Emily was inspired to make her own version of Vincent’s painting. When Emily was home for a break from University, she noticed her younger sister doing a coloured marker version of Starry Night for a GCSE art project. As Emily watched the movement of Ellie’s pen strokes she realised that she could create the same movements with needle and thread on fabric.
We set up the 6-foot Machine Quilter frame with black fabric and Emily found a good, high resolution picture on the internet of Starry Night. She put her laptop by the Machine Quilter frame, so she could see what she was ‘painting’. Then Emily auditioned various threads so that she could match the colour and intensity of the painting.
Emily simply used the Machine Quilter frame like an easel and was able to draw her version of Starry Night with the Juki TL QVP Mini straight stitch sewing machine needle. She began stitching herself a rectangle to ‘paint’ in, which helped her keep proportions correct. She sketched out a basic design with indigo thread on the black fabric. In much the same way as Vincent with oil on canvas, Emily created an intensity of colour using layers of thread and by repeating the swirling movement of the stars. The pulsing luminosity was achieved by changing thread colours and the alternate blending and contrasting of colour.
The Machine Quilting frame transformed Emily’s sewing machine needle into a brush and she was able to move the needle in much the same way as Vincent moved his paint brush. Repeated movements created depth and intensity of colour.
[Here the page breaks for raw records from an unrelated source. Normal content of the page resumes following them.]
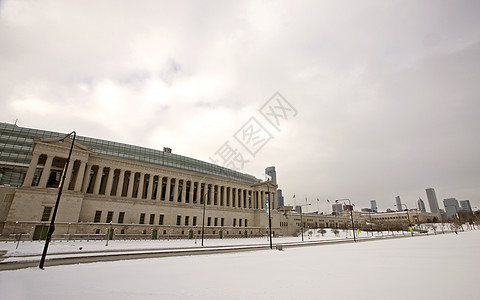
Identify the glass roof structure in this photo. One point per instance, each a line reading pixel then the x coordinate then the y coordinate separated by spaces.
pixel 16 145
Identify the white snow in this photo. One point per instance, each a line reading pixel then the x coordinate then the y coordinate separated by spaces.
pixel 444 266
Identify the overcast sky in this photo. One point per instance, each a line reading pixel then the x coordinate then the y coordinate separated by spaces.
pixel 383 95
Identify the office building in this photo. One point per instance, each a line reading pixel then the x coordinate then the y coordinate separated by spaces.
pixel 451 207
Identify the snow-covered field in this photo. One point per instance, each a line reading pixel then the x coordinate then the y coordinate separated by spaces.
pixel 424 267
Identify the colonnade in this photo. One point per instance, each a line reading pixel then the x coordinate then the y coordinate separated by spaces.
pixel 102 179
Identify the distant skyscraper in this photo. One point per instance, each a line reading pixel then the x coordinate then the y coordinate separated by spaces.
pixel 271 174
pixel 421 205
pixel 398 202
pixel 373 206
pixel 432 201
pixel 298 209
pixel 337 208
pixel 451 207
pixel 465 205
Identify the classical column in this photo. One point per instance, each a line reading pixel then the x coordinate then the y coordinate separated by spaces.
pixel 191 191
pixel 141 184
pixel 211 194
pixel 108 187
pixel 69 171
pixel 150 186
pixel 175 190
pixel 31 170
pixel 234 197
pixel 80 176
pixel 184 190
pixel 98 178
pixel 262 199
pixel 131 180
pixel 229 195
pixel 86 177
pixel 121 177
pixel 46 172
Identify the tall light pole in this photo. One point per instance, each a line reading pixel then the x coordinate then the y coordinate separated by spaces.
pixel 301 215
pixel 267 203
pixel 203 214
pixel 51 229
pixel 351 216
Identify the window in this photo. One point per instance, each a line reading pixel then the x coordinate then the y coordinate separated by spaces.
pixel 152 219
pixel 98 215
pixel 121 216
pixel 109 216
pixel 160 220
pixel 47 210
The fluid movement of the sewing machine on the frame created the same swirling turbulence that we admire in the painting. The layers of thread created a texture in some ways very similar to the bold layers of oil on canvas. Enjoy the details in the pictures below. You can see just how Emily recreated Van Gogh’s Starry Night in this short video clip. Emily hopes to continue her thread paintings of the masters this year.